Plus je l'observais, plus je me demandais si je connaissais Le Professeur, si je l'avais déjà réellement connu ? Il est vrai qu'il ne parlait jamais de son passé, ou très peux, il ne racontait que des anecdotes sur sa chère maman, ou sur ses voyages. Mais de quoi était faite sa vie ? Même pour moi, c'était un mystère. Chacune de ses paroles semblaient être celles d'un autre homme, il ne se ressemblait pas. Il disait souvent " votre visage vous ressemble, je vous envie ", je pense comprendre un peu mieux ce qu'il disait. Un être aussi complexe ne pouvait pas être autre chose que lui, et pourtant, il était tant de choses à la fois, qu'il ne se ressemblait pas.
- Kaetus, vos hommes, ne quitteront pas cette planète, je l'interdis, je suis Le Professeur, je ne suis pas votre grand-mère. Je fais encore aujourd'hui figure d'autorité sur cette planète, cette guerre est ridicule, elle n'aura pas lieu. Je m'occupe des Hommes, nous ne perdrons pas de soldats pour une telle futilité.
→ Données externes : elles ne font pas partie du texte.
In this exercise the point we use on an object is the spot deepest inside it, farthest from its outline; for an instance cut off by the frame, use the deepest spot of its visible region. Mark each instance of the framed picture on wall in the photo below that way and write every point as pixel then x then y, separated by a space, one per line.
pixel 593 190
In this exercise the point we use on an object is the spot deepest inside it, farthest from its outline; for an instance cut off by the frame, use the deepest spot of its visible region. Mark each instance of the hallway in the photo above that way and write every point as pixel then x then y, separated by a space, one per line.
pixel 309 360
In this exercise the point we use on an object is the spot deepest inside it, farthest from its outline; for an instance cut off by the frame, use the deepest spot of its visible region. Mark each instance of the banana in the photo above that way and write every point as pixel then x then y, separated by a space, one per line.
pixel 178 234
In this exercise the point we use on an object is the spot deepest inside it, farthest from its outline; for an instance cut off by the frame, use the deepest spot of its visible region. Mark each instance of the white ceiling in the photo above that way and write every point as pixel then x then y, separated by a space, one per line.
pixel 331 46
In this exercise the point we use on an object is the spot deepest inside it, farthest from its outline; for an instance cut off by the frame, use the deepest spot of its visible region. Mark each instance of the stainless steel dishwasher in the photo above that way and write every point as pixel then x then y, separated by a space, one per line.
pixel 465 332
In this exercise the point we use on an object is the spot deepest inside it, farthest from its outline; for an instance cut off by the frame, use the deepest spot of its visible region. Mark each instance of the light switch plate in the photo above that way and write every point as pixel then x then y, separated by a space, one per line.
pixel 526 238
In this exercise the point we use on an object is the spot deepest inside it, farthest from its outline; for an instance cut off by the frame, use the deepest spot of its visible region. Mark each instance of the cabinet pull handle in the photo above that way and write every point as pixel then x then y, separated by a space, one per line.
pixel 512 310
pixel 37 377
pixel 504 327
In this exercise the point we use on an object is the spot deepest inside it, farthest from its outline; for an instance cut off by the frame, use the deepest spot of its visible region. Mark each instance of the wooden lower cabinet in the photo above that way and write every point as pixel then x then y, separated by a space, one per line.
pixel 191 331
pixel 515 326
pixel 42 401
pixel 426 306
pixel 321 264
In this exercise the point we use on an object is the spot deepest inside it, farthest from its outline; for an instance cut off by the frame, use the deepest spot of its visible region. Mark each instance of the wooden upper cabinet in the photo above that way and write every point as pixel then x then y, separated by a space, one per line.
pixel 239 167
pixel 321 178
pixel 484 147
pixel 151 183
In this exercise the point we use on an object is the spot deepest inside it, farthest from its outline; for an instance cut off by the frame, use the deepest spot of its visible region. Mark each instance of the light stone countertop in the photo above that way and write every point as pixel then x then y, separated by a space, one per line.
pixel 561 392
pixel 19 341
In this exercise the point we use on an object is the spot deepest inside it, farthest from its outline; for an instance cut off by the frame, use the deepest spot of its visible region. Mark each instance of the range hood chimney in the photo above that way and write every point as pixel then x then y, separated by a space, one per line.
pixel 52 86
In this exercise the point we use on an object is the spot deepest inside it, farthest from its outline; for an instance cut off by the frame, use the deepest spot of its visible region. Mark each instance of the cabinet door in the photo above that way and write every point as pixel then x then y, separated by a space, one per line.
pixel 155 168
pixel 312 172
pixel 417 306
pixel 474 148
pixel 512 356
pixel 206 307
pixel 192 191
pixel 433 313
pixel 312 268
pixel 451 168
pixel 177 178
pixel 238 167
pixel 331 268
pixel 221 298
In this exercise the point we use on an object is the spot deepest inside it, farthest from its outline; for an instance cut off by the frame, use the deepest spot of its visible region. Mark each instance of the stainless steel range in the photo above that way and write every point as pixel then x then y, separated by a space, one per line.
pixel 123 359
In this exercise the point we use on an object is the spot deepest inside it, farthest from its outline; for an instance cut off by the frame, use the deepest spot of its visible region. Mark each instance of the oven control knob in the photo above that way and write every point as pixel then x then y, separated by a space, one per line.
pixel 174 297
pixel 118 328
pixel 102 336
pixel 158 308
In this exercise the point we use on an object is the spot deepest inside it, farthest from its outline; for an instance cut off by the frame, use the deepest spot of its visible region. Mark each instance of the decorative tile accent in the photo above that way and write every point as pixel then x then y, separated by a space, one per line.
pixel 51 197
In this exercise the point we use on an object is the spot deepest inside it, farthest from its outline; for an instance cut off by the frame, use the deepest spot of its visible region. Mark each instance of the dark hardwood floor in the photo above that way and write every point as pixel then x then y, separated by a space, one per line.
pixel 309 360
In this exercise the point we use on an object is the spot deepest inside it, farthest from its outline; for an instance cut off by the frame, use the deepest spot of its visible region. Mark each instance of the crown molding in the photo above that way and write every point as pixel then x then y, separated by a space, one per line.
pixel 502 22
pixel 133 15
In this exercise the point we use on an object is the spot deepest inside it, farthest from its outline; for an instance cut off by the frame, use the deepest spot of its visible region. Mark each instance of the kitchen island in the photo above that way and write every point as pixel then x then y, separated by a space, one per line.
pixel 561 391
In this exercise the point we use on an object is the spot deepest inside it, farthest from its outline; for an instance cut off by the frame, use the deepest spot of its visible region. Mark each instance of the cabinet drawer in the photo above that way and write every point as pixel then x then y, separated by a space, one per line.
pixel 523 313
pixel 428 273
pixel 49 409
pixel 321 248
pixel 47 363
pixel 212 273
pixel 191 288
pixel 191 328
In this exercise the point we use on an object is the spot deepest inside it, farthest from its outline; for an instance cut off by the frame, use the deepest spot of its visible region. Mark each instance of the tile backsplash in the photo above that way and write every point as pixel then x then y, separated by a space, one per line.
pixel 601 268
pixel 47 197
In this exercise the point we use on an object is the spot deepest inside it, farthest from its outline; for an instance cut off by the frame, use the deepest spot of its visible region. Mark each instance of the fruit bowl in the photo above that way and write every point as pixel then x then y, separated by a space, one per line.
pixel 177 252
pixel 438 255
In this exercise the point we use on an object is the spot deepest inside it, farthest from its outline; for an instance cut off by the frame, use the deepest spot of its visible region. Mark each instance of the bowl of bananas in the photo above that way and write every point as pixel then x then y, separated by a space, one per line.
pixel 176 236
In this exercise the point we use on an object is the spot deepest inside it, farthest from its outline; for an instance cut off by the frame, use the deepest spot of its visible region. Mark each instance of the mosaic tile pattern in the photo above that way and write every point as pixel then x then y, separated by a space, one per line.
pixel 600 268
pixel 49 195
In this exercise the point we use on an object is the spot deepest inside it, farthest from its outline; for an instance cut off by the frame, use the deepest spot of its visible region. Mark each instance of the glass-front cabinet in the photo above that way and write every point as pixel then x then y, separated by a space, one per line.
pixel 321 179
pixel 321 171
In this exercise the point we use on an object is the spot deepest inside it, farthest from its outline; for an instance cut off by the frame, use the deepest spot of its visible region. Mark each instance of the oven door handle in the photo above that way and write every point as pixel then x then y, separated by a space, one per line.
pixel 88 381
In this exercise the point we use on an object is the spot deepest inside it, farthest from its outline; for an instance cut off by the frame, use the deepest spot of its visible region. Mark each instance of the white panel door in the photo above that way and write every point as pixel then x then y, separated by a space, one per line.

Le fameux Kaetus n'eut pas le temps de répliquer. Le Professeur se défia de lui et le contourna. Son regard devenu froid, fixé sur le plus haut bâtiment à l'horizon, il avait repris sa marche. Lui qui d'habitude courait avec une excitation palpable, aujourd'hui, il marchait, d'un pas ferme, certainement cogitait-il, il savait ce qu'il devait faire, il savait ce qu'il allait faire. Un jour, il m'a raconté sa plus grande erreur, une erreur qu'il fit dans le passé, mais qui était au futur. Alors qu'il voyageait, alors qu'il venait de terminer son dernier tour de l'Univers, il avait visité chaque planète, étudié chaque étoile, et même les autres Univers, les autres bulles comme il les appelaient, même eux n'avaient plus de secret pour lui. La seule chose qu'il ignorait, c'était l'avenir, mais pas n'importe quel avenir, le sien. Il s'était toujours interdit de chercher à le connaître, mais sa soif de connaissance, sa curiosité ne connaît pas de fond. Ce jour-là, il plongea son regard dans le futur, dans son, futur. Il vit tout ce qu'il ferait, toutes les portes qu'il fermerait, il vit qu'il ne pouvait sauver tout le monde, mais qu'il essaierait quand même, il vit qu'il continuait de vivre comme il l'avait décidé par le passé. Il vit les planètes et les étoiles à naître, et finalement, il vit le jour que nous vivons. En ce jour, il savait qu'il connaîtrait une tristesse qu'il n'avait jamais connue auparavant. Malgré toutes les présences du monde, il savait qu'il serait seul.